ALoRE: Efficient Visual Adaptation via Aggregating Low Rank Experts
Sinan Du, Guosheng Zhang, Keyao Wang, Yuanrui Wang, Haixiao Yue, Gang Zhang, Errui Ding, Jingdong Wang, Zhengzhuo Xu, Chun Yuan
TL;DR
ALoRE tackles the challenge of efficiently adapting large vision models by aggregating multiple low-rank experts in a Kronecker-product–based hypercomplex space, forming a multi-branch architecture that decouples learned patterns while keeping parameter growth negligible. The method uses purely linear transformations and sequential re-parameterization to merge into the backbone, avoiding inference latency. Across 24 downstream tasks and multiple backbones, ALoRE consistently outperforms full fine-tuning and existing PETL methods with minimal trainable parameters, and ablations confirm the importance of bottleneck size, expert count, and placement. Visualizations corroborate that different experts specialize in complementary visual cues, supporting the decoupling of features and enhanced adaptation efficiency.
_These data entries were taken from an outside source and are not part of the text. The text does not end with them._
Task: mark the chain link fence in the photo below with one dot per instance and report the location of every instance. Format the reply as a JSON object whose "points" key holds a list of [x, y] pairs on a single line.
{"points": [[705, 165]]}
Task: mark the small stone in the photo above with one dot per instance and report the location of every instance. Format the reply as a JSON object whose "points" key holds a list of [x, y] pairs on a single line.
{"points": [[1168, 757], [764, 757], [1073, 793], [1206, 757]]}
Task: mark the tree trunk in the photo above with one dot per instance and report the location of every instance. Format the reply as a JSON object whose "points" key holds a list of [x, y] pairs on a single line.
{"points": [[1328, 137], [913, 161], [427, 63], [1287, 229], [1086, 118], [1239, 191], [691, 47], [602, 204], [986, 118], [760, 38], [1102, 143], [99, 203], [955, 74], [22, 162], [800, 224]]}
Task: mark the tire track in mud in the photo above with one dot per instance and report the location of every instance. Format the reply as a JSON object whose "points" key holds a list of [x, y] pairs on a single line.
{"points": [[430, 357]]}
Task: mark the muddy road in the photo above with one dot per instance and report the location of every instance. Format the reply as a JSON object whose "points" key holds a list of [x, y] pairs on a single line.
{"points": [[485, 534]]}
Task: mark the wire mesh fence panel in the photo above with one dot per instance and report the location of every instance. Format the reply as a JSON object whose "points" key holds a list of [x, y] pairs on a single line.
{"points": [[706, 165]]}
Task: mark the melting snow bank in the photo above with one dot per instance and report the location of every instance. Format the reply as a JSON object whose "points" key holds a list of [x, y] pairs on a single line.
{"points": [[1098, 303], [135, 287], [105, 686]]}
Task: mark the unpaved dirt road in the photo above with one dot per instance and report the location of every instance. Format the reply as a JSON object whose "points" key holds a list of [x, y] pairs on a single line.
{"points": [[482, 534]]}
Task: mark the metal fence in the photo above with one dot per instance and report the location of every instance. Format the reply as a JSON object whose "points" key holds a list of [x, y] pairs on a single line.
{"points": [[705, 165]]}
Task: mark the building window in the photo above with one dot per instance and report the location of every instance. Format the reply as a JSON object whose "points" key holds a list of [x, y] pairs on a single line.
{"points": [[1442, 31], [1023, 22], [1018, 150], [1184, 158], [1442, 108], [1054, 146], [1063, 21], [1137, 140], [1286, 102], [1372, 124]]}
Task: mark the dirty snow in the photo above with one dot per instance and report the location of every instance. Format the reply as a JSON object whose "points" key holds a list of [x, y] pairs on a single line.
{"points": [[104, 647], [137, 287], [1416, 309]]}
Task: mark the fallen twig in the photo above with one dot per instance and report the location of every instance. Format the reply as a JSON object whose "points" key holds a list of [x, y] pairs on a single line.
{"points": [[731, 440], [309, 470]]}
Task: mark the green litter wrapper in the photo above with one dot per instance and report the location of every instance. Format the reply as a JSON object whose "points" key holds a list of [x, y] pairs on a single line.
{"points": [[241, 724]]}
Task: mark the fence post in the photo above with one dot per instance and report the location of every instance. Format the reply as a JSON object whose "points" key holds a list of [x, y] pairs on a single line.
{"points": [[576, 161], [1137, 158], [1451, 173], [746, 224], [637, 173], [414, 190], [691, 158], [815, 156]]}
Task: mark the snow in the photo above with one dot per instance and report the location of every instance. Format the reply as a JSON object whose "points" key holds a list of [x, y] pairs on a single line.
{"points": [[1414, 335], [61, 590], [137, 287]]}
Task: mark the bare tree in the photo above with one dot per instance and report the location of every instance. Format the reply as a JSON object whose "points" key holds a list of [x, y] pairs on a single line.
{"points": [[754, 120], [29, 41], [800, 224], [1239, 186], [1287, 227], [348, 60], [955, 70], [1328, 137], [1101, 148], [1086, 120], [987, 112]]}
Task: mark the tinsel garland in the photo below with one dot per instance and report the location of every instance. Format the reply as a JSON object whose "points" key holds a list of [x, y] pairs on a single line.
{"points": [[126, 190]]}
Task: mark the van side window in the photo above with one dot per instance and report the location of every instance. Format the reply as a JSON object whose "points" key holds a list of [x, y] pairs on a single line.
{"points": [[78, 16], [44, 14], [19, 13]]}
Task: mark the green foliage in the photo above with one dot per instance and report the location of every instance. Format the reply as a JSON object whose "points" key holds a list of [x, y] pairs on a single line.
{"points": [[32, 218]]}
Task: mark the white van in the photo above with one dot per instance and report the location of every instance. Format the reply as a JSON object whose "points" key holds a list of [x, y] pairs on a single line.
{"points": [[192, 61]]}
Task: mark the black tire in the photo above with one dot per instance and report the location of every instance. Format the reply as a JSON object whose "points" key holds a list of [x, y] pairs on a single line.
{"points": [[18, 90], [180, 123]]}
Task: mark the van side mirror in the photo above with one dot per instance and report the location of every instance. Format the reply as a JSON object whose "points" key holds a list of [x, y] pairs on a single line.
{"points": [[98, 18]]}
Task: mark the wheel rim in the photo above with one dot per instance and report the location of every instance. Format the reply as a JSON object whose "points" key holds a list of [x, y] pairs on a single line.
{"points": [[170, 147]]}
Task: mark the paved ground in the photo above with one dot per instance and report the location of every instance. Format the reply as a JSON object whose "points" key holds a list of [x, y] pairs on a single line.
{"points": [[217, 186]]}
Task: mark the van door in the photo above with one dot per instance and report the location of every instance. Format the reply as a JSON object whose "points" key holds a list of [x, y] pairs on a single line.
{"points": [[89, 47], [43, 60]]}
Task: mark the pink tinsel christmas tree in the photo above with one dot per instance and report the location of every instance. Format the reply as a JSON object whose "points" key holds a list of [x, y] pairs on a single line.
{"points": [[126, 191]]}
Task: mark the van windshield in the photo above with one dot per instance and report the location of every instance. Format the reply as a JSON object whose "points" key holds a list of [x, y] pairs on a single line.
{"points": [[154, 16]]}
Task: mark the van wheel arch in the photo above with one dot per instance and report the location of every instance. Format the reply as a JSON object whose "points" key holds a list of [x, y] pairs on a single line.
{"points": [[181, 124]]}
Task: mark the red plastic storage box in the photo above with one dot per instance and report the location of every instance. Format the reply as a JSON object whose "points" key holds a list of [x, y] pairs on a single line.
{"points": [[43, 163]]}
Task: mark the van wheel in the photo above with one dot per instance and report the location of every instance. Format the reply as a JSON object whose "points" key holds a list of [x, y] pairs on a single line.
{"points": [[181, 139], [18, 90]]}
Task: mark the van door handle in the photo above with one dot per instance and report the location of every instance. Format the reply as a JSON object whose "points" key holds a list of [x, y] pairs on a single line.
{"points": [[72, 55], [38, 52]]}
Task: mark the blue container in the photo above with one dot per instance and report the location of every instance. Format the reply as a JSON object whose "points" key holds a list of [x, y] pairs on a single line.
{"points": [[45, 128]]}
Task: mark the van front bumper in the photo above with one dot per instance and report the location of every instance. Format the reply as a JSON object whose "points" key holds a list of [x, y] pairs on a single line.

The work offers a scalable, practical PETL solution with clear implications for multi-task learning and resource-constrained deployment of large vision models.
Abstract
Parameter-efficient transfer learning (PETL) has become a promising paradigm for adapting large-scale vision foundation models to downstream tasks. Typical methods primarily leverage the intrinsic low rank property to make decomposition, learning task-specific weights while compressing parameter size. However, such approaches predominantly manipulate within the original feature space utilizing a single-branch structure, which might be suboptimal for decoupling the learned representations and patterns. In this paper, we propose ALoRE, a novel PETL method that reuses the hypercomplex parameterized space constructed by Kronecker product to Aggregate Low Rank Experts using a multi-branch paradigm, disentangling the learned cognitive patterns during training. Thanks to the artful design, ALoRE maintains negligible extra parameters and can be effortlessly merged into the frozen backbone via re-parameterization in a sequential manner, avoiding additional inference latency. We conduct extensive experiments on 24 image classification tasks using various backbone variants. Experimental results demonstrate that ALoRE outperforms the full fine-tuning strategy and other state-of-the-art PETL methods in terms of performance and parameter efficiency. For instance, ALoRE obtains 3.06% and 9.97% Top-1 accuracy improvement on average compared to full fine-tuning on the FGVC datasets and VTAB-1k benchmark by only updating 0.15M parameters.